Throughout describing the history and science surrounding Pluto, Tyson helps to distinguish it from what we now define as a planet. For example, Pluto is mostly made of ice. Pluto’s moon, Charon, is so large that center of motion is between Pluto and Charon. Every other planet in the solar system has moons whose center of motion lies within the boundaries of the planet. Pluto is so small that it is less than five percent the size of mercury. Pluto also exists in the Kuiper belt along with many smaller ice balls as well as some similarly sized icy objects. Should we start calling the larger of those planets as well? For a little while some people did.

Of course Tyson was not personally or otherwise responsible for Pluto’s fall from grace. The planet had long been on the radar in a large part due to the discovery of Kuiper belt objects that were increasingly closer to Pluto’s size. What put Tyson in the crosshairs of the Plutophiles was mostly exposure due to his involvement of the design of the New York Hayden Planetarium’s Rose Center for Earth and Space. Given the climate of disagreement of how to classify Pluto among relevant scientists at the time and the permanence of the Rose Center which was to be built and opened in 2000, some presentational creativity was going to be required. Instead of an “enumeration of orbs to be memorized” (Tyson, 2009), they presented the solar system as families of objects with similar characteristics. You have the Sun, the rocky terrestrial planets, the asteroid belt, the gas giants, and the Kuiper belt. Pluto lives in the Kuiper belt.

No one really noticed that Pluto was missing from the presentations of the Rose Center until a New York Times article came out almost a year after its opening. The article was titled, “Pluto’s Not A Planet? Only In New York”. This is when the firestorm started for Tyson. In the book several humorous letters are shared from various elementary classrooms begging Dr. Tyson to make Pluto a planet again. This was probably my favorite part of the book. I never cease to be amused by the visceral reaction to those who resist a change that is so obviously needed.

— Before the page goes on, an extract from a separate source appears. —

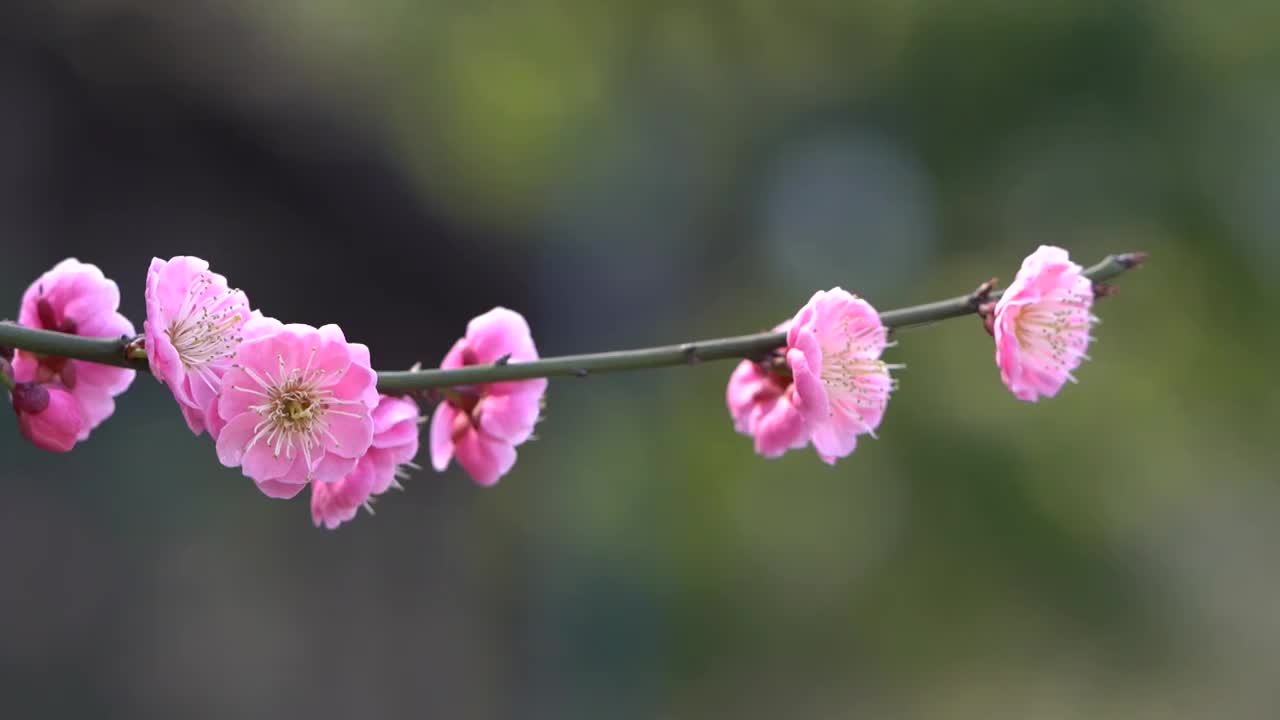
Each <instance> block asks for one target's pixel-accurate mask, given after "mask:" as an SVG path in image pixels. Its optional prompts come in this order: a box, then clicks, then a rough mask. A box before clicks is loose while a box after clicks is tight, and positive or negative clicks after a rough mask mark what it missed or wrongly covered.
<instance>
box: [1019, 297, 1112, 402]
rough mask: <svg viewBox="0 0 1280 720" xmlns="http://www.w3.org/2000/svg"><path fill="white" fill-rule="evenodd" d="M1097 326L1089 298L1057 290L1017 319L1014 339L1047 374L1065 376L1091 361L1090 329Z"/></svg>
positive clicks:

Part of the problem for the IAU was that there hadn’t really been a formal definition of the term planet. Therefore, the task ahead was to formulate that definition which then included them deciding what to do if or when certain celestial bodies did not make the cut. In any event there were no longer going to be nine planets in our solar system. If Pluto made the cut, Pluto’s moon, another Kuiper belt object named Eris, and an asteroid belt object named Ceres would also have become planets. As it turned out. All four of those objects became part of a new class called dwarf planets.

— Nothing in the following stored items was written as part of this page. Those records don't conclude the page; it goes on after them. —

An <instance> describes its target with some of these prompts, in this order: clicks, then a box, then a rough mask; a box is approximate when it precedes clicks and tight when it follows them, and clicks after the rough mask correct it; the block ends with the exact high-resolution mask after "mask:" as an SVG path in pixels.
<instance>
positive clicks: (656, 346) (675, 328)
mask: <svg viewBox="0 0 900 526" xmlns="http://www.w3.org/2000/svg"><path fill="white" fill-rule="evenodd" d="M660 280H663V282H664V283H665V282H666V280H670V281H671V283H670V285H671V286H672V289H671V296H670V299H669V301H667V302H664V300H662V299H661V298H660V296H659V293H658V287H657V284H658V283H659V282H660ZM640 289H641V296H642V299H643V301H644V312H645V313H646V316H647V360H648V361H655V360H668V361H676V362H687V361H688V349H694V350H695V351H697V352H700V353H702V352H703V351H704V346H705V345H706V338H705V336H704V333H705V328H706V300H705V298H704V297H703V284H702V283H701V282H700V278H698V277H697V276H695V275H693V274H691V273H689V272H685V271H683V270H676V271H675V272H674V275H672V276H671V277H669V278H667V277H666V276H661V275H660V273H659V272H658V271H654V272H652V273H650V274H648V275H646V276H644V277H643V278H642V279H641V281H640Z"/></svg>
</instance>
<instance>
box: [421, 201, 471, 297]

For Tyson, the emails came at a rate of hundreds per day. Articles were written blasting the decision. Even many astronomers were burned by the development. But no amount of passion from the Plutophiles could reverse it. Pluto was now a dwarf planet. When I saw Dr. Tyson’s lecture a couple of months ago, he could not have put his attitude toward it better. In three words he said, “Get over it.”

The Pluto Files is a fascinating read. I hope this week as you are enjoying the new data coming from our favorite little dwarf planet, you might give this book a look.